New Urbanism is a planning and development approach based on the principles of how towns were built over centuries: walkable blocks and streets, housing and shopping being placed in close proximity, and accessible public spaces. In short – human-scaled urban design.
The principles, articulated in the Charter of the New Urbanism, were developed to offer alternatives to the sprawling, single-use, low-density patterns typical of post-WWII development, which have been shown to inflict negative economic, health, and environmental impacts on communities.
These design and development principles can be applied to new development, urban infill and revitalization, and preservation. They can be applied to all scales of development in the full range of places including rural Main Streets, booming suburban areas, urban neighbourhoods, dense city centres, and even entire regions.
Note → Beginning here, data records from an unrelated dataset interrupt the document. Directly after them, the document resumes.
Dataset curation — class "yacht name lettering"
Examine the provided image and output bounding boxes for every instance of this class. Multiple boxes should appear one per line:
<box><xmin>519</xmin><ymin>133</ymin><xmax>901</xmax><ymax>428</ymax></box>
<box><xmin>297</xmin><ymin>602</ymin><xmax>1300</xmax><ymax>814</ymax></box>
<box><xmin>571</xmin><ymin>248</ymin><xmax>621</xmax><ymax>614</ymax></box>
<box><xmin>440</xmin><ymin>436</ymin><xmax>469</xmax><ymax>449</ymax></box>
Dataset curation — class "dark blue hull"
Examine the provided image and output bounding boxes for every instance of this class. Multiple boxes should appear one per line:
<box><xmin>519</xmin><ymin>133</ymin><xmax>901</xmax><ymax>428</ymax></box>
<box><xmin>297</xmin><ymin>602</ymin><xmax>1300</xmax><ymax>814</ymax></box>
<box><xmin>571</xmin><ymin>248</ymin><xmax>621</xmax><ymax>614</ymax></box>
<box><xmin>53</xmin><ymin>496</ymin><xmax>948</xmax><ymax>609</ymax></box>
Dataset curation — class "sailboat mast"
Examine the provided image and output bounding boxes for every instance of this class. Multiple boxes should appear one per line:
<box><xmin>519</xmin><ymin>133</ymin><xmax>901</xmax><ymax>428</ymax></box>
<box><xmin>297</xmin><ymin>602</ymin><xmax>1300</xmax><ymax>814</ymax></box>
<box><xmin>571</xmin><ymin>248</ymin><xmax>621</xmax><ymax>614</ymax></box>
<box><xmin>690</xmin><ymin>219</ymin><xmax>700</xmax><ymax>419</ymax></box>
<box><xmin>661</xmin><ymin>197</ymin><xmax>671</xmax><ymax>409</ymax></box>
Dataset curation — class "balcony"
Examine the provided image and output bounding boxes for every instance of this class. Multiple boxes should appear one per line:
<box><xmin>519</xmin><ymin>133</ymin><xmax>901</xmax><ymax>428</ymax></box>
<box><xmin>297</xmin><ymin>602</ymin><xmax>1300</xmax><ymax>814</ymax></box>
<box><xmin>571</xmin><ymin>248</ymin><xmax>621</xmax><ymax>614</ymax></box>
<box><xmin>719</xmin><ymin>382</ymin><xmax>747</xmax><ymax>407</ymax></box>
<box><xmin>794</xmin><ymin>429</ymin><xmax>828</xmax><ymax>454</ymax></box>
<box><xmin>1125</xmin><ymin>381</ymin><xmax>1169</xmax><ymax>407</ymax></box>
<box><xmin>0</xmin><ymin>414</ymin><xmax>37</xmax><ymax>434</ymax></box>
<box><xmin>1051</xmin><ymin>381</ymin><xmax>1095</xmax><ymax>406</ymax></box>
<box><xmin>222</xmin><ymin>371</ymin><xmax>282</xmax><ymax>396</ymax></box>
Villages, towns, and cities consist of neighbourhoods designed around a five-minute walk from centre to edge.
New Urbanist streets are designed for people—rather than just cars—and accommodate multimodal transportation including walking, bicycling, and driving. We believe in providing squares, walkways, cafes, and porches to host daily interaction and public life.
Great design is not useful if it can’t be built. New Urbanists work with and include production builders, small developers, traffic engineers, appraisers and financial institutions, public officials, citizens and others with influence over the built environment to come up with implementable solutions.
The size and shape of a plaza will help determine whether it is consistently alive with people or windswept and vacant. The organization of buildings in a neighbourhood will help establish its character. Combining appropriate design elements makes places that are greater than the sum of their parts.
All scales, from the metropolitan region to the single building, are related. A building that is connected to a transit stop will help the region function better, and well-organized region benefits the buildings within it. Streets that rely only on engineering tend to move automobiles and little else; all disciplines related to the built environment must work together to create great places.
The walkable, vibrant, beautiful places that New Urbanists build work better for businesses, local governments, and their residents. Anyone that works to create, restore, or protect a great place can join in the New Urbanism movement.